Statistical analysis

Analysis of variance (ANOVA) was used to search for significant differences between the mean values presented as means±standard deviation. Parallels (N = 3) were used for all analyses.

Results and discussion

Reducing sugar content, formaldehyde nitrogen content, total acid content, and water activity

A slight hint of sweetness was found in SFP. The reducing sugar contents at different fermentation periods are shown in Fig. 2. The reducing sugar content of SFP increased fast during the first 2 days. Then from the 2nd day to the 6th day, the reducing sugar content began a slow increase. However, after a little decrease from the 6th to the 8th day, it again increased slightly. The change in reducing sugar content was probably due to the saccharification of diastatic enzymes from flour koji and rice koji during fermentation (Shih et al., 2003), resulting in a (11.34±0.61) g/100 g fermented end-product which tasted sweet.
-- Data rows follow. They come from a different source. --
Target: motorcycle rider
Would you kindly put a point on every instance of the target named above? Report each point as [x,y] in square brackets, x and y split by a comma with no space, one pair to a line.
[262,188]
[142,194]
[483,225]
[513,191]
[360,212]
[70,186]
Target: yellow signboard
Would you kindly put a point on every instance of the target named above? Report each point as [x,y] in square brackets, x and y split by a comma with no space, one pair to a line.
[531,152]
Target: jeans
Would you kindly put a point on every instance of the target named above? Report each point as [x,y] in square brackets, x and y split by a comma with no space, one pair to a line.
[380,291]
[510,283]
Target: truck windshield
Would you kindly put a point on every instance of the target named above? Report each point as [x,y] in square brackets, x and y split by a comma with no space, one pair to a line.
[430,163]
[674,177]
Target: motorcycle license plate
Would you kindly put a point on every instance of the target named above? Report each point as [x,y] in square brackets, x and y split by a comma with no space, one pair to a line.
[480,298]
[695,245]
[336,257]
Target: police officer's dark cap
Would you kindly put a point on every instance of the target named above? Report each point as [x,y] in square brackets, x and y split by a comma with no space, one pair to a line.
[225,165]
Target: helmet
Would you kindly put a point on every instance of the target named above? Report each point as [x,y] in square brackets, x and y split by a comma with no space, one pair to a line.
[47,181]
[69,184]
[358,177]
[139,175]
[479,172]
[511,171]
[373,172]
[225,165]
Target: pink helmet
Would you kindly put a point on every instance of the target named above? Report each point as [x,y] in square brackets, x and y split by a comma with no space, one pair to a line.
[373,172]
The change in total acid content shown in Fig. 3 revealed a sharp increase from (0.246±0.104) g/100 g to (0.945±0.064) g/100g during the first 2 days, and thereafter a slow increase. The peak (1.181±0.056) g/100 g appeared on the 10th day, followed by a slight decrease to (1.164±0.027) g/100 g on the 12th day of fermentation. The acids may come from raw materials and microbial metabolism (Liu et al., 2004).

Formaldehyde nitrogen is an important index used to classify the quality of fermented condiments in China (Xu et al., 2008), playing an important role as an indicator of the degree of protein hydrolysis (Byun et al., 2000; Zhao et al., 2009). As shown in Fig. 4, the formaldehyde nitrogen content increased gradually during the whole fermentation, with a quick increase during the first 2 days of fermentation followed by a slow increase, indicating that protein was hydrolyzed gradually by the endogenous enzyme and microbial proteases, and the nutritional value was higher. The formaldehyde nitrogen content was (0.95±0.06) g/100 g on the 12th day of fermentation.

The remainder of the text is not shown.